Matt's win in the semi-finals at the U.S. Amateur means that he should have a spot in the field at next year's Masters, and U.S. Open. The invite to Augusta also takes care of Masters tickets for the family. His dad has been trying to get tickets through the lottery for the last four years, but like most people has not had any luck.
Matt's recent run of form began when he was able to focus on golf this summer after completing his A-levels (about the only thing that has not gone to plan this summer, his results were not quite what he wanted – he termed them disappointing). At the Open Championship last month, he gained a lot of confidence that he could play at this level, and it has continued this week.
At the outset, it did not look good for Fitzpatrick as he quickly went 2 Down through five to Corey Conners. The match began to turn though on No. 6, as Fitzpatrick holed a 30-footer for birdie, and then Conners missed a 15-footer for a birdie of his own.
Fitzpatrick's putter came through again on No. 7 when he made another 30-foot bomb, this time for par and to halve the hole. And he brought the match back to all square when he chipped in for birdie from above the hole on the eighth.

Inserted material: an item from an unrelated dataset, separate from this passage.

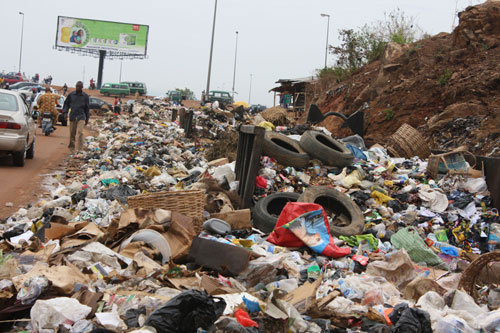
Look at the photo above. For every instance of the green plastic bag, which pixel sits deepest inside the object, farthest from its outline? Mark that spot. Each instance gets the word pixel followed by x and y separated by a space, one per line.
pixel 409 239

Fitzpatrick claims if you look at the stats for both this year and last year, short game is the weakest part of his game. Luckily for him, his caddie for the week is “a short-game wizard” -- and also his younger brother.

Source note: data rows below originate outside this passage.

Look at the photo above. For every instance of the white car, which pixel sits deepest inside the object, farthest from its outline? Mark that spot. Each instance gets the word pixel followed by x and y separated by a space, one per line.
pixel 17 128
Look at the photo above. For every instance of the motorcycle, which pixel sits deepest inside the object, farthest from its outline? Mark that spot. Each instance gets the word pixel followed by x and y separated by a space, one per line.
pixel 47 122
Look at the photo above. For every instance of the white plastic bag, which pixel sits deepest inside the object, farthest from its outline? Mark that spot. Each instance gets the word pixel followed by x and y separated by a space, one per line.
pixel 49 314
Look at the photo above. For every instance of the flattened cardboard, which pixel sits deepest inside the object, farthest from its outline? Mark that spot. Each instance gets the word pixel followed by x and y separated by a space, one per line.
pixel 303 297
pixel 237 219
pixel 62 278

It was Fitzpatrick's short game that was his savior in the match today, helping him keep the match all square heading into the back nine despite having hit only one green in regulation.
The short-game clinic continued on the back 9 with an up-and-down for par on the 12th and another on the 15th, both for halves.
With his strong short game keeping him in the match, Matt was able to capitalize on his good iron shots, hitting it inside 5 feet at Nos. 10 and 13 for birdie, and then rolling in an 18-footer for birdie to close out the match on 17.
With the invitations to Augusta and the U.S. Open secured, all that is left to do is break the English drought in the U.S. Amateur that goes back to 1911.
Do not expect Matt to get overwhelmed by the moment. For one, he has the Open to fall back on, where he won the Silver Medal as low amateur at Muirfield. For another, according to both his parents, he is very even-tempered -- his mom cannot remember the last time he got mad. Matt says he got mad when his brother left his wedge behind on the first hole, and he then needed to wait for it to play his second shot on the par-3 second. But, of course, he then got up-and-down for par, and then the brothers laughed about it.
In the 36 hole final he will face Oliver Goss, who beat his fellow Australian Brady Watt 2 up in the other semi-final today.